В воспитании им детей тоже были черты, про которые можно было сказать, что они велись «по-серовски».
Старший сын попросил денег на постройку яхты (в Финляндии, где на самом берегу моря была дача-мастерская Серова).
– Сделай небольшую модель и покажи мне.
Мальчик сделал. Все было настолько солидно, что в строителя можно было поверить. Валентин Александрович дал денег. Яхта была выполнена двумя старшими мальчиками прекрасно, совершала рейсы в море и всерьез служила всей семье.
Подхожу в своей хронике к последней квартире Серова. После вынужденного отъезда из дома в Большом Знаменском переулке Серовы перебрались в дом Кавригина, на площади Храма Спасителя[380]
.Эта квартира была не в духе Серова, и он переехал из нее через год, через два – не помню – в последнюю свою квартиру, в Ваганьковском переулке[381]
, весьма схожую со знаменской[382]. Подряд – зала, гостиная, столовая, спальня. Входная дверь отдельная, с отдельной лестницей. Опять горничная бегает на звонки вниз, и по второй лестнице в кухню, и по третьей в мезонин, в комнаты старших детей.Внизу, в детской комнатке, имеется еще малышка Наташа, лицом похожая на деда Александра Николаевича.
В столовой и гостиной летает на свободе какая-то длинноносая птичка, садится на рамы картин. В зале роскошный штучный паркет черного и светлого дерева. Тут был однажды маскарад – рядились подросшие дети Серовых и их гости. Бретонец и бретонка в деревянных сабо, привезенных из Франции, рыцарь в блестящих латах, беби, Петрушка с длинным носом…

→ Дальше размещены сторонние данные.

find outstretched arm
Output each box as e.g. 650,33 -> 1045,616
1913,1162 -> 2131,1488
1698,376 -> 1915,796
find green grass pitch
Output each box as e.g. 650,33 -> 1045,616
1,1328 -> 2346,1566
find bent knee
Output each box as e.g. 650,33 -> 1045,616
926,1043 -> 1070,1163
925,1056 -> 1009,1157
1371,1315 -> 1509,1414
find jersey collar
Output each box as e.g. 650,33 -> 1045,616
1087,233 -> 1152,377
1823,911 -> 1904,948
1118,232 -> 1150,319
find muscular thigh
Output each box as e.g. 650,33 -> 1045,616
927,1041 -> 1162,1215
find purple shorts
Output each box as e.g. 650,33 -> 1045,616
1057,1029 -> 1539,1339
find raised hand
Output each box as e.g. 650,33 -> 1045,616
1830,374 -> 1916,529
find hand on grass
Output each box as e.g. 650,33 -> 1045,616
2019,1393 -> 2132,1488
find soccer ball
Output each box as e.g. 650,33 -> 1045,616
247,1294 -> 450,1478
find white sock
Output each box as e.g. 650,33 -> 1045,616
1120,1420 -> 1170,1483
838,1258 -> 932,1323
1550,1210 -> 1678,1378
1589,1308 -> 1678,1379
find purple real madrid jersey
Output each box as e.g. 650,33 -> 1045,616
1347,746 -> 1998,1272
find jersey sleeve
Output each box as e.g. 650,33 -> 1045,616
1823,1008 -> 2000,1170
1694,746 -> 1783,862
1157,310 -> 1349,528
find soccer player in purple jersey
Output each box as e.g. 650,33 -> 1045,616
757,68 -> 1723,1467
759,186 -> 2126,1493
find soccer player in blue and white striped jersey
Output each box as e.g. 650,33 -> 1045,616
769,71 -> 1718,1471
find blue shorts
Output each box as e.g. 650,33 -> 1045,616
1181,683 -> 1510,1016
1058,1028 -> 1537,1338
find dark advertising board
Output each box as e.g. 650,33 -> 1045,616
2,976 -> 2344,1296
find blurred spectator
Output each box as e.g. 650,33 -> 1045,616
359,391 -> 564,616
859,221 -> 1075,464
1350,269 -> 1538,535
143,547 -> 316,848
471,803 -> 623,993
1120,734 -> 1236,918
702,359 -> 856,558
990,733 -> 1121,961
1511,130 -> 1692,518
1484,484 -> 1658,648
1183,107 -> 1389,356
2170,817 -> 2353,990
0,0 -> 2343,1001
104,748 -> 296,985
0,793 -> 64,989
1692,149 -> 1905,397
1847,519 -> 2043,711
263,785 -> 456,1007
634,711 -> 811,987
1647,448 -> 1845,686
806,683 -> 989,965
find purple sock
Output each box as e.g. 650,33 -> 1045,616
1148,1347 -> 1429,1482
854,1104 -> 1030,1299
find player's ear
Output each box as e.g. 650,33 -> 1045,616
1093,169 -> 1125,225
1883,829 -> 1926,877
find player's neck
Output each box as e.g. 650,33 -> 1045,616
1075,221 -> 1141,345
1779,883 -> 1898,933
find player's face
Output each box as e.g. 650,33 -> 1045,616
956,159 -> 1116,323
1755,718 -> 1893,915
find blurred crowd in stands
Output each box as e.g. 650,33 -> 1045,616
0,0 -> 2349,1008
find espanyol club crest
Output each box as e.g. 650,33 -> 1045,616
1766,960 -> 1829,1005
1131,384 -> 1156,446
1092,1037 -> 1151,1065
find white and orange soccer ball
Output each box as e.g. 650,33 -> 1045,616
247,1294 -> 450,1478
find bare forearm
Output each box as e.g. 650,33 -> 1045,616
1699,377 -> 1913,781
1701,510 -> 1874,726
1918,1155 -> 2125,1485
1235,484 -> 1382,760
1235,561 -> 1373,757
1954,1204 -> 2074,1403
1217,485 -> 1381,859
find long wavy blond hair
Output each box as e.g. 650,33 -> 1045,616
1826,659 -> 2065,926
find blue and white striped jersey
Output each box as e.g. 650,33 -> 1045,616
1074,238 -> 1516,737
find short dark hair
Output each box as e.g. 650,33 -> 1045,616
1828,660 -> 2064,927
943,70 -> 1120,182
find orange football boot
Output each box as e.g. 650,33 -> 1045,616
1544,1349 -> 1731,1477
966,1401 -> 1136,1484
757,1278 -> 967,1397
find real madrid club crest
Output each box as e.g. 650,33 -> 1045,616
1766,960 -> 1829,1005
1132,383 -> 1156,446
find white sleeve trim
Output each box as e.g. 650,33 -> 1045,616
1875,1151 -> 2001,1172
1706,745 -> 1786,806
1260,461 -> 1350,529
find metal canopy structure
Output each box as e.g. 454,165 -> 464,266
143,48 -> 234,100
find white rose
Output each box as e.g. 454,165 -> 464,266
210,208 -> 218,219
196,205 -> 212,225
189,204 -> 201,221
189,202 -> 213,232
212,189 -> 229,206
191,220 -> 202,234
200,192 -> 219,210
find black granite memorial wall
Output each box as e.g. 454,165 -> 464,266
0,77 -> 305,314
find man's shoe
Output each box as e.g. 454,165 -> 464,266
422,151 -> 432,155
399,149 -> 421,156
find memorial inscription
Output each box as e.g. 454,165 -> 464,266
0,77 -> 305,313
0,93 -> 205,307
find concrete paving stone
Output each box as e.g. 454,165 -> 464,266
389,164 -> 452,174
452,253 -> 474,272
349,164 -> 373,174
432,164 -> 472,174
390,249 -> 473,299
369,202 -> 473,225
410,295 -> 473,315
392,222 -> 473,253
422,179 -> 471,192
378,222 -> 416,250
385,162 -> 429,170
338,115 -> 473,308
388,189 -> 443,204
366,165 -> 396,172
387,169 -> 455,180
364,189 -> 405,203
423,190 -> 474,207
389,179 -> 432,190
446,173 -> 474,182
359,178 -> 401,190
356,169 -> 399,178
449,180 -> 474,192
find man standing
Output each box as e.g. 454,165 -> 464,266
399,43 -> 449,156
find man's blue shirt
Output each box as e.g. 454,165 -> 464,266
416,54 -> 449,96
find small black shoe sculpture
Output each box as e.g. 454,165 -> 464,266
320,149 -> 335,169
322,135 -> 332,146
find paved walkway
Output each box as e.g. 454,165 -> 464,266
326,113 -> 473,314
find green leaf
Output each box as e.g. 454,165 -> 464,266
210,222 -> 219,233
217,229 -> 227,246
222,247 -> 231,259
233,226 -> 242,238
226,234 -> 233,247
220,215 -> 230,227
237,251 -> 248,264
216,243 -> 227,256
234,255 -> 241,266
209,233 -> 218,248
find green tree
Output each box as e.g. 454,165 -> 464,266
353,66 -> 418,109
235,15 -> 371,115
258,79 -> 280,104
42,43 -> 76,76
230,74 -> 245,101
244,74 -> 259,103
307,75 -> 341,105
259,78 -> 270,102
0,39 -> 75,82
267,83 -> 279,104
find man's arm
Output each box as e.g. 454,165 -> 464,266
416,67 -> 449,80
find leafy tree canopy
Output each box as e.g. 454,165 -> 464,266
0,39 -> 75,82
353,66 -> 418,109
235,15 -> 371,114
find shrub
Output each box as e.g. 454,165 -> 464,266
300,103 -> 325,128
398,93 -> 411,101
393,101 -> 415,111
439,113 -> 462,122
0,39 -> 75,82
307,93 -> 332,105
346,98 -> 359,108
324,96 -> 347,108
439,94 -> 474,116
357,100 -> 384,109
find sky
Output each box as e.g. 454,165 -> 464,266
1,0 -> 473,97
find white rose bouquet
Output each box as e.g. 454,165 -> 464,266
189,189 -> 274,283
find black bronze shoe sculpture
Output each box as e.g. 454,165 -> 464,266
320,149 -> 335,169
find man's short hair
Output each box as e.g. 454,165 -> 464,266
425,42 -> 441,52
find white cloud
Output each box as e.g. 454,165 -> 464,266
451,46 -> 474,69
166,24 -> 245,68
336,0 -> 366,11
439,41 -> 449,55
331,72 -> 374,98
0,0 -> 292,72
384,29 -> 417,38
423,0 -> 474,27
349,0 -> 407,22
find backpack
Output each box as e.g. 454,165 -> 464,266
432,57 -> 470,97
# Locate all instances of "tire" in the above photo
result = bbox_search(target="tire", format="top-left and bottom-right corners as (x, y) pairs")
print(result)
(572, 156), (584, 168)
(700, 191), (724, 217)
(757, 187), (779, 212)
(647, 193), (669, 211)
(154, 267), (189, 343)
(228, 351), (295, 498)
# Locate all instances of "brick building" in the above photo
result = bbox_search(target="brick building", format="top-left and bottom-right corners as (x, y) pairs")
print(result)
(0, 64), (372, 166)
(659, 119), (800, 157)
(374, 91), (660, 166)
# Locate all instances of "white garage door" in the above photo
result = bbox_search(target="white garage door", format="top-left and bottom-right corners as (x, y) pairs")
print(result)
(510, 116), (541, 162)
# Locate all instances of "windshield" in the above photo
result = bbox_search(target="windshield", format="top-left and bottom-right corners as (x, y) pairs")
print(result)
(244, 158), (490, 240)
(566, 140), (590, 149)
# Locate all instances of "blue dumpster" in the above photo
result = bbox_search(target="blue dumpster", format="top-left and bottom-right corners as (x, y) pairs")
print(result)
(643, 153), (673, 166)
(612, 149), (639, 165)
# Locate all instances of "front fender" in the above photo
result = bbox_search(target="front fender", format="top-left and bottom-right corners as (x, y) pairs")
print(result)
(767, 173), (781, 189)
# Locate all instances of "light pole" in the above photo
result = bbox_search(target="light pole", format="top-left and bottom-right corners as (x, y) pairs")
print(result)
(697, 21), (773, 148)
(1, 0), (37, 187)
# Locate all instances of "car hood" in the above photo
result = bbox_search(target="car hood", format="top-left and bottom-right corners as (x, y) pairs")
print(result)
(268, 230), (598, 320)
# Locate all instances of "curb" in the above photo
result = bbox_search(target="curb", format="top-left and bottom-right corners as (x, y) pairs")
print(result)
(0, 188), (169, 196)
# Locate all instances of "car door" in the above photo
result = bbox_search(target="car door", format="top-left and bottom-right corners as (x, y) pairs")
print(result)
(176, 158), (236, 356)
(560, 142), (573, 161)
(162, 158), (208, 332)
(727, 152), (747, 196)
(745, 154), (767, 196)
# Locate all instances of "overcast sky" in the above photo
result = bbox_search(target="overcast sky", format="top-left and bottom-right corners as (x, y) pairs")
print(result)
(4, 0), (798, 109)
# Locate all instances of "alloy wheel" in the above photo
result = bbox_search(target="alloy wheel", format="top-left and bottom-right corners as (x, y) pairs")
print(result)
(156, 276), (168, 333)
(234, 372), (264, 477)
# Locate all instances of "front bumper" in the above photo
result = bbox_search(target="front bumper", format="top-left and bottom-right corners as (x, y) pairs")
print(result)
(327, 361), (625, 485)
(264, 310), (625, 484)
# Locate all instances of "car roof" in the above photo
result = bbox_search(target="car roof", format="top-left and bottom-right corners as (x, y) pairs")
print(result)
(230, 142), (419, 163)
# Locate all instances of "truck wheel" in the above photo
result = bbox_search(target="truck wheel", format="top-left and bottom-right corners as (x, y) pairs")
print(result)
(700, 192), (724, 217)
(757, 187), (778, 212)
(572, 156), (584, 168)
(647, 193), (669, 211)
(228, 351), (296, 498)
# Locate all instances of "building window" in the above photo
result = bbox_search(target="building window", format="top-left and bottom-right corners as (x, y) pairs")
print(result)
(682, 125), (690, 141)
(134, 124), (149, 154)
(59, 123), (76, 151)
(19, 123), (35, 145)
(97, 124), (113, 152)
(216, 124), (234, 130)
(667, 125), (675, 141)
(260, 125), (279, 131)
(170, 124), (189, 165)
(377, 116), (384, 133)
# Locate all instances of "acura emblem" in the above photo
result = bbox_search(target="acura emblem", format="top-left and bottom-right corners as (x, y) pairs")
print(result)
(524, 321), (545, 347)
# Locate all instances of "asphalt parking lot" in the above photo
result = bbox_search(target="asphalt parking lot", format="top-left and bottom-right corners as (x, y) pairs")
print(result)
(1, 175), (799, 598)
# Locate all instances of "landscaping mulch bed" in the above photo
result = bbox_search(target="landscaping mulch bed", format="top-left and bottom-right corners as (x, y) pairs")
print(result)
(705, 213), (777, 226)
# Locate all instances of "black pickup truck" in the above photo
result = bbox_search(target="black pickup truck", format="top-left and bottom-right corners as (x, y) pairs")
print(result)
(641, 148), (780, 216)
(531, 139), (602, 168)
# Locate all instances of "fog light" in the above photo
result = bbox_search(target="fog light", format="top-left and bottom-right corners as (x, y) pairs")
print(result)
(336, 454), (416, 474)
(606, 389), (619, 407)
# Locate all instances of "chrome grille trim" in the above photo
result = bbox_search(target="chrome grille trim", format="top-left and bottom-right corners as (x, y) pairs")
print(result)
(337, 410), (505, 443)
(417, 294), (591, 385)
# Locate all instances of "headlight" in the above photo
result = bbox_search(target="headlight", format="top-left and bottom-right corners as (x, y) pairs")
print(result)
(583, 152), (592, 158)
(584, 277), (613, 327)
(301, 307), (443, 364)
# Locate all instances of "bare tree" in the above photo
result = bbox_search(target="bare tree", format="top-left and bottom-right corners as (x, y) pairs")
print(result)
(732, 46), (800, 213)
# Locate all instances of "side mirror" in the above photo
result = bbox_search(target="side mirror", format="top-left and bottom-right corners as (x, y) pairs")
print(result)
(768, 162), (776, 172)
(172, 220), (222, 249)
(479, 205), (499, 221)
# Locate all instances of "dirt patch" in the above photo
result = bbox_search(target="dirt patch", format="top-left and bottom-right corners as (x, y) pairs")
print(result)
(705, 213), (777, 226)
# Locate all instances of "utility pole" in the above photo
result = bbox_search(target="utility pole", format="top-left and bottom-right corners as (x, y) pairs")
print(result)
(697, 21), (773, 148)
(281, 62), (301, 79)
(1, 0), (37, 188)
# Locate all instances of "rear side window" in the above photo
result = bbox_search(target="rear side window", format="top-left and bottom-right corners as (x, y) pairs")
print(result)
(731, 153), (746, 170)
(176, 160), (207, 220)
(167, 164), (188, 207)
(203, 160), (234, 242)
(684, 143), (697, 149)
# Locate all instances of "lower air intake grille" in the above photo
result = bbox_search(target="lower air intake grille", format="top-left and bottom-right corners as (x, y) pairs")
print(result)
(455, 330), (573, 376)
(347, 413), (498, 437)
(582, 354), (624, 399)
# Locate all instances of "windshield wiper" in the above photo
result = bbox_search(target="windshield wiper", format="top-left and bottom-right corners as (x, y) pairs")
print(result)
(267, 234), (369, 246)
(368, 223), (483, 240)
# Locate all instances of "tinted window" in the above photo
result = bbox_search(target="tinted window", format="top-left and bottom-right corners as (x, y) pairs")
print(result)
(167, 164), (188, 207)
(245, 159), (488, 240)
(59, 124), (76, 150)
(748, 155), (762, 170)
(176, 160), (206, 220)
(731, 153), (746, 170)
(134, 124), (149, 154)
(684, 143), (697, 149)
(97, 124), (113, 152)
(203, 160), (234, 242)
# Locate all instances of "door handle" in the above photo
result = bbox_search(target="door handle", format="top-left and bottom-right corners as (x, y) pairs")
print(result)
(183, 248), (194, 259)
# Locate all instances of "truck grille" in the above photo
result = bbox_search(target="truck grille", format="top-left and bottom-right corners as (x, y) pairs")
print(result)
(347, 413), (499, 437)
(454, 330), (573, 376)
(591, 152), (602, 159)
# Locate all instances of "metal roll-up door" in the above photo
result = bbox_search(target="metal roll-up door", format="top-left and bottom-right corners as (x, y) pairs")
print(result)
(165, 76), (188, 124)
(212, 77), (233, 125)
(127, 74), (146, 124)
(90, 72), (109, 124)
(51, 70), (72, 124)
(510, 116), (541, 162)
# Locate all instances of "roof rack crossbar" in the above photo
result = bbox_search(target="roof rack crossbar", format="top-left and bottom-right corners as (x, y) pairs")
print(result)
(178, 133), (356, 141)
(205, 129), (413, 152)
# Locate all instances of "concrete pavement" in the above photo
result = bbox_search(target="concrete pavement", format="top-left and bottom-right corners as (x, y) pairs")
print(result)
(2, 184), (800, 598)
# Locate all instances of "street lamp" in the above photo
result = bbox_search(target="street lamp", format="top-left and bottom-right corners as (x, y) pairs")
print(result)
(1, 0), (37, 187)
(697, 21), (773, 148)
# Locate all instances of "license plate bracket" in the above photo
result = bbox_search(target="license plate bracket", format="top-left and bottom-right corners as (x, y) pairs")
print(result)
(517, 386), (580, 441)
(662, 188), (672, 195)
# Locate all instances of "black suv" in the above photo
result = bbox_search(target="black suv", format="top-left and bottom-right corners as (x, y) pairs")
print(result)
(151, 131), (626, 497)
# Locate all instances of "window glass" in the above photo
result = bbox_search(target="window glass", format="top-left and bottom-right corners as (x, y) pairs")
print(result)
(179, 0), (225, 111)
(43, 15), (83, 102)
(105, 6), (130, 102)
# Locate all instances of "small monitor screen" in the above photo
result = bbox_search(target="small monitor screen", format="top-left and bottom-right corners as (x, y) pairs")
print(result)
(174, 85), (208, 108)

Юрий Завадский, с густой шевелюрой тогда, и Юрий Серов (друзья, оба актеры театра Вахтангова) напропалую ухаживают за удивительнейшей Наташей М. Польки, вальсы кто-то забористо, талантливо играет…
Валентина Семеновна зашла посмотреть на общее веселье в своей, как всегда, белой косыночке на голове, в черном платье-сарафане. «Это тоже костюм?» – спросил кто-то, в первый раз ее увидевший.
Но вдруг появился веласкезовский гранд. Значительный, картинный, он стоял, крепко опираясь на рапиру. Коричневые усы остро торчат кверху.
Это Серов накинул экспромтом чью-то тальму и так эффектно перекинул ее через плечо, такое перевоплощение сотворил его актерский дар, что это оказалось лучшим из костюмов, хотя костюма-то на самом деле и не было. Даже на голове надет был, кажется, обычный серовский котелок. Но как падет! Миллиметр сдвига – и «гишпанец»!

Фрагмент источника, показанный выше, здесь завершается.